The reason why the standard is substantially identical and not absolutely line-for-line and stitch-for-stitch identical is that in the process of making cheaper copies, little cut corners creep in. So the idea is to capture something that won’t have major loopholes in it, but will protect really just the exact design.
There is no copyright protection for fashion in the U.S. OTM had no guest providing a contrary view. Surprising. The bill was introduced by Chuck Schumer on August 5. Ezra Klein had a piece in Newsweek later that month arguing against the bill. He answered Scafidi with Jennifer Jenkins, an intellectual-property expert at Duke:
“In fashion, copying has benefits,” she argues. First, knockoffs make designs trendy, and that increases the value of the original, and thus the incentives for designers to innovate. Second, it makes them affordable, so more people can wear them. Vera Wang and Allen Schwartz aren’t selling to the same crowds, and there are a lot more people shopping at discount stores than at designer boutiques (which is why many designers are now licensing their names to retail outlets like Target). And third, it speeds up innovation, as fashion designers have to keep churning out new products to stay ahead of the copycats. …
Too often, copyrights are used not to protect consumers by making sure they have access to new products, but to protect the profits of producers. It’s no coincidence that the rise of the Internet—which led to an explosion of low-cost distribution networks, new forms of competition, and unexpected types of innovation—has also led to calls for new and stronger forms of intellectual protection.
Consumers assume this is all for them, as that’s what they’ve been told. But it isn’t. There’s a reason we’re skeptical of monopolies, and we shouldn’t forget that even when they’re dressed up as “copyrights.”

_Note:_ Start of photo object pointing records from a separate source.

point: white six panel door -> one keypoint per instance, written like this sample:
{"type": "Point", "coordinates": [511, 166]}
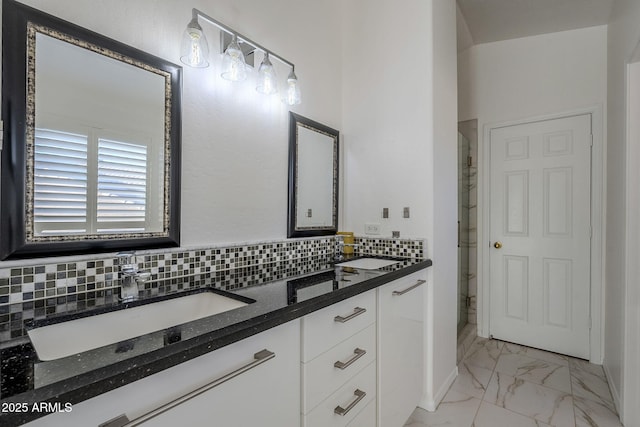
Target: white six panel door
{"type": "Point", "coordinates": [541, 229]}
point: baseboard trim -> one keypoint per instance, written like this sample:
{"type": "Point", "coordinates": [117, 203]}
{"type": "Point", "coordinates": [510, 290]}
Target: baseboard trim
{"type": "Point", "coordinates": [430, 403]}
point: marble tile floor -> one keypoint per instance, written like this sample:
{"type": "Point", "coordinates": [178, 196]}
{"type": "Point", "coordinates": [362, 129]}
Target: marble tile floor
{"type": "Point", "coordinates": [507, 385]}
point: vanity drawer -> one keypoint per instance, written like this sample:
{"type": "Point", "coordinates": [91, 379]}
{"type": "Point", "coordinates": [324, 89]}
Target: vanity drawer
{"type": "Point", "coordinates": [366, 418]}
{"type": "Point", "coordinates": [321, 377]}
{"type": "Point", "coordinates": [325, 328]}
{"type": "Point", "coordinates": [350, 399]}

Techdirt’s Mike Masnick reminds us why the fashion industry has thrived without copyright. He goes on to quote Johanna Blakley on some of The Many Ways In Which Fashion Copyrights Will Harm The Fashion Industry:
Right now, designers pore over vintage magazines and patterns and visit museum archives in order to find inspiration for the next season’s look, cherry picking design elements that feel fresh and in line with the current zeitgeist. It’s a refreshingly open process unhindered by legal consultations. Those archives could become battlefields where litigants try to find evidence to support their assertion that a design is or is not unique. The geeky librarian in me is worried that some powerful people may attempt to limit access to particularly rich collections of design history and some unscrupulous types may destroy or hide rare materials that prove that their new design isn’t as unique as they claim.
The scope of items that the bill intends to protect is larger than you probably think. It’s not just ornate red carpet gowns: it also includes coats, gloves, shoes, hats, purses, wallets, duffel bags, suitcases, tote bags, belts, eyeglass frames and underwear. I can only imagine the lengths to which some companies with deep pockets will go to lay claim to an exclusive right to an iconic popular design.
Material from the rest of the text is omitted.